A penetration test allows for multiple attack vectors to be explored against the same target. Often it is the combination of information or vulnerabilities across different systems that will lead to a successful compromise. While there are examples of penetration testing that limit their scope to only one target via one vector (example, a web application pen test conducted only from the point of view of the Internet browser), their results should always be taken with a grain of salt: while the test may have provided valuable results, its results are only useful within the same context the test was conducted. Put another way, limiting scope and vector yields limited real-world understanding of security risk.

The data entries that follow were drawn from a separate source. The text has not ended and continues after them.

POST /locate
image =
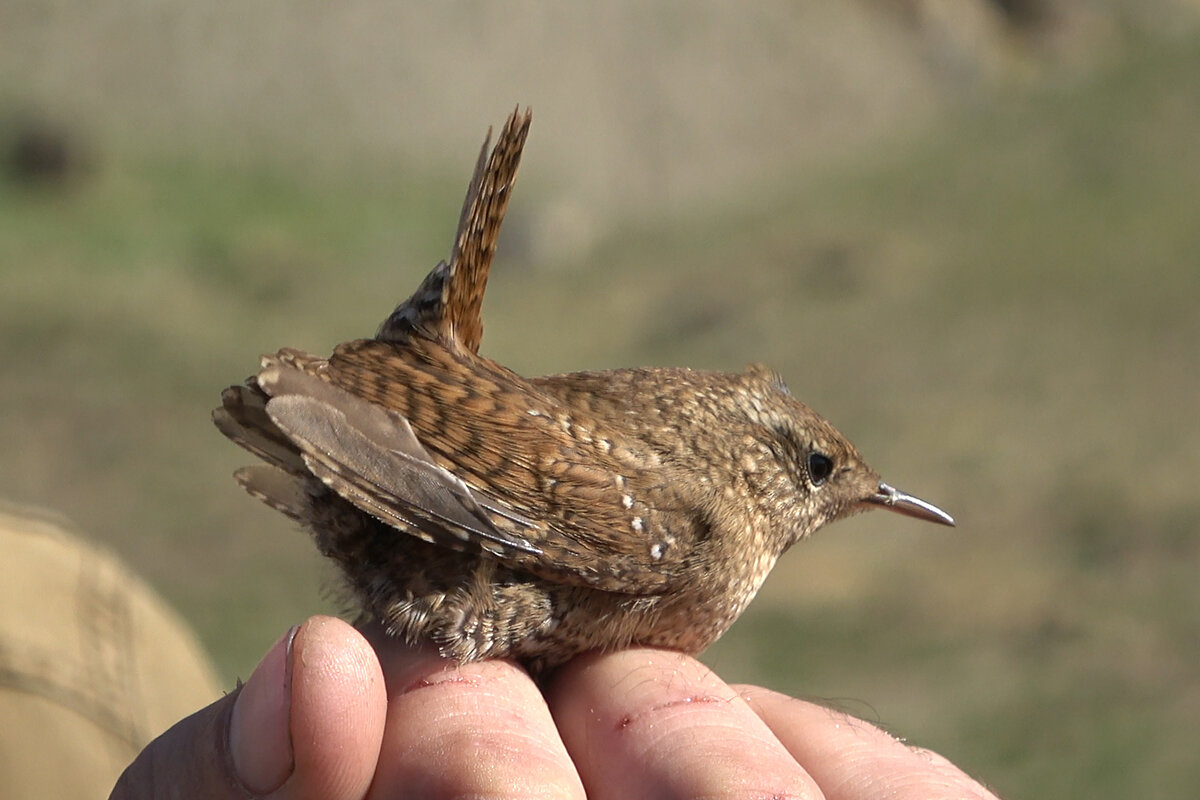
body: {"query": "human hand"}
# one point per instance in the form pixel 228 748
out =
pixel 333 713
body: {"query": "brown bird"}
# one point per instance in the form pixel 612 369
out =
pixel 535 518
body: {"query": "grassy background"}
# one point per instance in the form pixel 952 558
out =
pixel 1001 310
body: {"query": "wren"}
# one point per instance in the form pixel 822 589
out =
pixel 535 518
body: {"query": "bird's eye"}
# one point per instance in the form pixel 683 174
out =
pixel 820 468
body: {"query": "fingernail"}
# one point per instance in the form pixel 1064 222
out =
pixel 261 725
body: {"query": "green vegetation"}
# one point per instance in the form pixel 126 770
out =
pixel 1001 313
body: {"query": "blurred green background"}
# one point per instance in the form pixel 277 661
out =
pixel 965 232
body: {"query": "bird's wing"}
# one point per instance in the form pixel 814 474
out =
pixel 468 458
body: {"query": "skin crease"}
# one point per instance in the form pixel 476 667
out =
pixel 336 713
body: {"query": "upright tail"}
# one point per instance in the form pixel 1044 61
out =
pixel 448 302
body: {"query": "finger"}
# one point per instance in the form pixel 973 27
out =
pixel 306 725
pixel 851 758
pixel 479 729
pixel 659 723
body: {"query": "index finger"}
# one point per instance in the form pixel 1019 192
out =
pixel 852 758
pixel 474 729
pixel 659 723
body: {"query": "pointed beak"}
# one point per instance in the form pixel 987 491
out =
pixel 895 500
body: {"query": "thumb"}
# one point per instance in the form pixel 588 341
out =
pixel 309 722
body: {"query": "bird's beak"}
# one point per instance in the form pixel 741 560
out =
pixel 895 500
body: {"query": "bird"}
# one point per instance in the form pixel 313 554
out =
pixel 498 516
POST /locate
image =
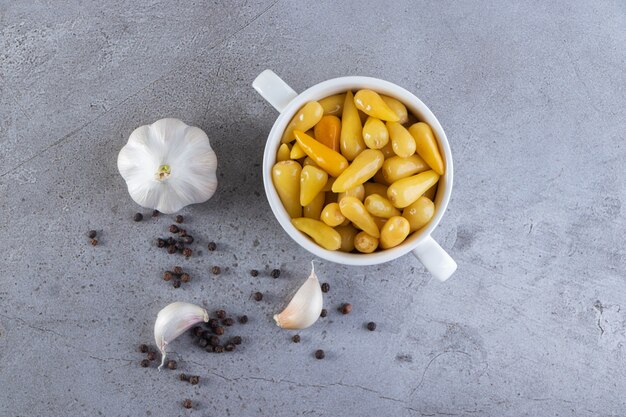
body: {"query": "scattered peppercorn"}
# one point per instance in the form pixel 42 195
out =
pixel 346 308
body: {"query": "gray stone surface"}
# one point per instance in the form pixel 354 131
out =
pixel 532 96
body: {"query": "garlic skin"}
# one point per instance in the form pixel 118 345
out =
pixel 168 165
pixel 173 320
pixel 305 307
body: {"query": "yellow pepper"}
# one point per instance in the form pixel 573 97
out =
pixel 347 234
pixel 286 179
pixel 380 207
pixel 401 140
pixel 396 167
pixel 404 192
pixel 365 243
pixel 397 107
pixel 323 235
pixel 354 210
pixel 360 170
pixel 351 139
pixel 394 232
pixel 328 132
pixel 307 117
pixel 419 213
pixel 283 153
pixel 313 210
pixel 375 134
pixel 333 105
pixel 372 104
pixel 426 146
pixel 331 215
pixel 312 181
pixel 330 161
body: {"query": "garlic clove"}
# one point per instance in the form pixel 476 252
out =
pixel 305 307
pixel 173 320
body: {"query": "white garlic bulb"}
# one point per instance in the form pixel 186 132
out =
pixel 305 307
pixel 168 165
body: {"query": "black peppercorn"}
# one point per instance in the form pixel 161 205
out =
pixel 346 308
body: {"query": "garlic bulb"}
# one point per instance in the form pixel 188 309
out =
pixel 168 165
pixel 305 307
pixel 173 320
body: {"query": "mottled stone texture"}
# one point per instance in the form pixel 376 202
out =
pixel 532 96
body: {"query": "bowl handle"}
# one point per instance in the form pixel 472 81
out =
pixel 273 89
pixel 435 259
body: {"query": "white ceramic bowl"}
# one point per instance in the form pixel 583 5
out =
pixel 288 102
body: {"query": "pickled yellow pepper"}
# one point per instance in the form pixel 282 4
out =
pixel 327 159
pixel 364 167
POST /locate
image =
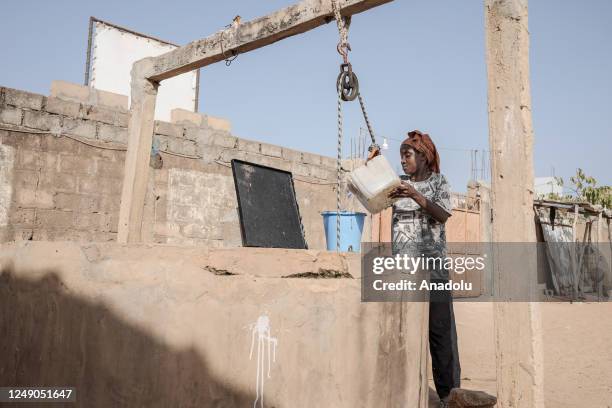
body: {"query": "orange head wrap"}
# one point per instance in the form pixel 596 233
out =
pixel 421 142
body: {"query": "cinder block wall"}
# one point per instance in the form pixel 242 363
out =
pixel 63 160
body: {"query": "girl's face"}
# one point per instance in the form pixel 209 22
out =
pixel 411 160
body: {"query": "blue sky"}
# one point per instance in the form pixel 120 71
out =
pixel 420 65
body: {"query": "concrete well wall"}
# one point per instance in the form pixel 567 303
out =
pixel 63 162
pixel 164 326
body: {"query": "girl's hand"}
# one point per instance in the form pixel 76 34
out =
pixel 403 191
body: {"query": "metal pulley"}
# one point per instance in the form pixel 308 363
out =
pixel 347 83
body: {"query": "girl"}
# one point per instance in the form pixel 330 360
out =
pixel 419 215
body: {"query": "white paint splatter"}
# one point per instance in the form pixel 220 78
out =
pixel 262 329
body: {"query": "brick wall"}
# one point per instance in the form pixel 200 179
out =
pixel 62 168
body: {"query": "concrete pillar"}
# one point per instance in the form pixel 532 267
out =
pixel 517 325
pixel 140 137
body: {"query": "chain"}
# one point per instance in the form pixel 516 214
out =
pixel 343 46
pixel 365 116
pixel 339 168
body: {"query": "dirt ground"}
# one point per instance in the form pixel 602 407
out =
pixel 577 346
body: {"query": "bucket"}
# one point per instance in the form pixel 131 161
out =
pixel 372 182
pixel 351 227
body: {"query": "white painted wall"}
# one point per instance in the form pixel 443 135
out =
pixel 114 52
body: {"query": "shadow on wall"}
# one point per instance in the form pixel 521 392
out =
pixel 50 337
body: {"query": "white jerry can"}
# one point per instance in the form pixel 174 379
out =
pixel 372 182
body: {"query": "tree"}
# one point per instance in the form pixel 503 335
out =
pixel 585 189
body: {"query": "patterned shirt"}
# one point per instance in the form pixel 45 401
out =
pixel 415 231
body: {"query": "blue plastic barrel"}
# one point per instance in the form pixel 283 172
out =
pixel 351 228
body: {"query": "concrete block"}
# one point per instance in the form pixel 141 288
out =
pixel 98 186
pixel 58 182
pixel 183 116
pixel 291 155
pixel 201 136
pixel 42 121
pixel 328 162
pixel 224 140
pixel 271 150
pixel 228 155
pixel 168 229
pixel 310 158
pixel 110 203
pixel 23 99
pixel 111 99
pixel 11 116
pixel 88 95
pixel 189 148
pixel 21 140
pixel 54 219
pixel 69 91
pixel 49 161
pixel 66 201
pixel 114 134
pixel 76 165
pixel 249 146
pixel 107 168
pixel 81 128
pixel 219 123
pixel 105 115
pixel 168 129
pixel 36 198
pixel 93 221
pixel 195 231
pixel 27 160
pixel 300 169
pixel 25 179
pixel 24 217
pixel 62 107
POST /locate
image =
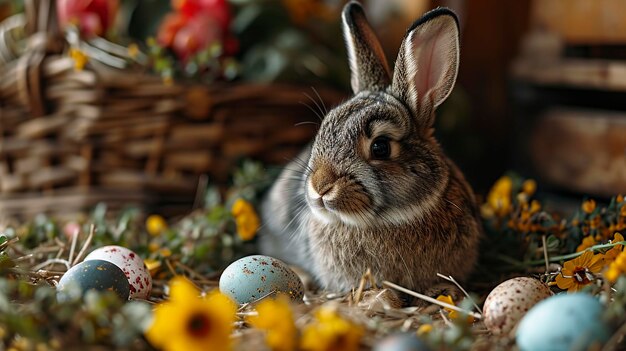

While a QPT may involve use of automated tools and process frameworks, the focus is ultimately on the individual or team of testers, the experience they bring to the test, and the skills and wherewithal they leverage in the context of an active attack on your organization. This can’t be over-emphasized. Even highly automated, well-resourced, and advanced networks employing sophisticated counter-measure technologies are often vulnerable to the unique nature of the human mind, which can think laterally and outside of the box, can both analyze and synthesize, and is armed with motive and determination.
WEB Application Security
More than half of all breaches involve web applications — yet less than 10% of organizations ensure all critical applications are reviewed for security before and during production.
The web application security service focuses on websites as specified by the customer. This service is designed to analyze web applications and web servers to determine vulnerable areas where an attack might occur. Detailed QPT reports provide a breakdown of risk levels for the identified vulnerabilities discovered on each URL scanned. Reports also provide recommendations for remediating or mitigating identified issues.